Dollard wheeled and flung his clinched hands above his head as men do on receiving gunshot wounds.

“O saints! I cannot tell her! I am a wretch, Jacques. She has been happy; I have not caused her a moment’s suffering. Let her sleep till morning. Tell her then merely that I have gone to my fortress; that I would not expose her to the dangers of the route by night. It will soon be over now. Sometime she can forgive this cruelty if a deed goes after it to make her proud. She has proud blood, my boy; she loves honor. Oh, what a raving madman I was to marry her, my beloved! I thought it could do her no harm—that it could not shake my purpose! O my Claire! O my poor New France! Torn this way, I deserve shame with death—no martyr’s crown—no touch of glory to lighten my darkness for ever and ever!”

“M’sieur,” whimpered Jacques, crouching and wiping nose and eyes with his palms, “don’t say that! My little master, my pretty, my dear boy! These women have the trick of tripping a man up when he sets his foot to any enterprise.”

“Hear me,” said Dollard, grasping him on each side of the collar. “She is the last of the Des Ormeaux to you. Serve her faithfully as you serve the queen of heaven. If she wants to go back to France, go with her. Before this I bequeathed you St. Bernard. Now I am leaving you a priceless charge. Your wife shall obey and follow her to the ends of the earth. To-day I altered my will in Montreal and gave her my last coin, gave her my seigniory, I gave her you! Do you refuse to obey my last commands? Do you disallow my rights in you?”

Jacques’s puckered face unflinchingly turned upward and met the stare of his master.

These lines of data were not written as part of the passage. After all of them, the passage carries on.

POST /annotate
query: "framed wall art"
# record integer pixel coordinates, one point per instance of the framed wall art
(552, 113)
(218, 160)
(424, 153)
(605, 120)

“M’sieur, I will follow my lady’s whims and do your commands to the hour of my death.”

Dollard, like a mastiff, shook him.

“Is there any treachery in you, Jacques Goffinet, free follower of the house of Des Ormeaux? If there is, out with it now, or my dead eyes will pry through you hereafter.”

“M’sieur,” answered Jacques, lifting his hand and making the sign of the cross, “I am true man to my core. I do love to pile good stuff together and call land mine, but thou knowest I love a bit of cloth from one of thy old garments better than all the seigniories in New France.”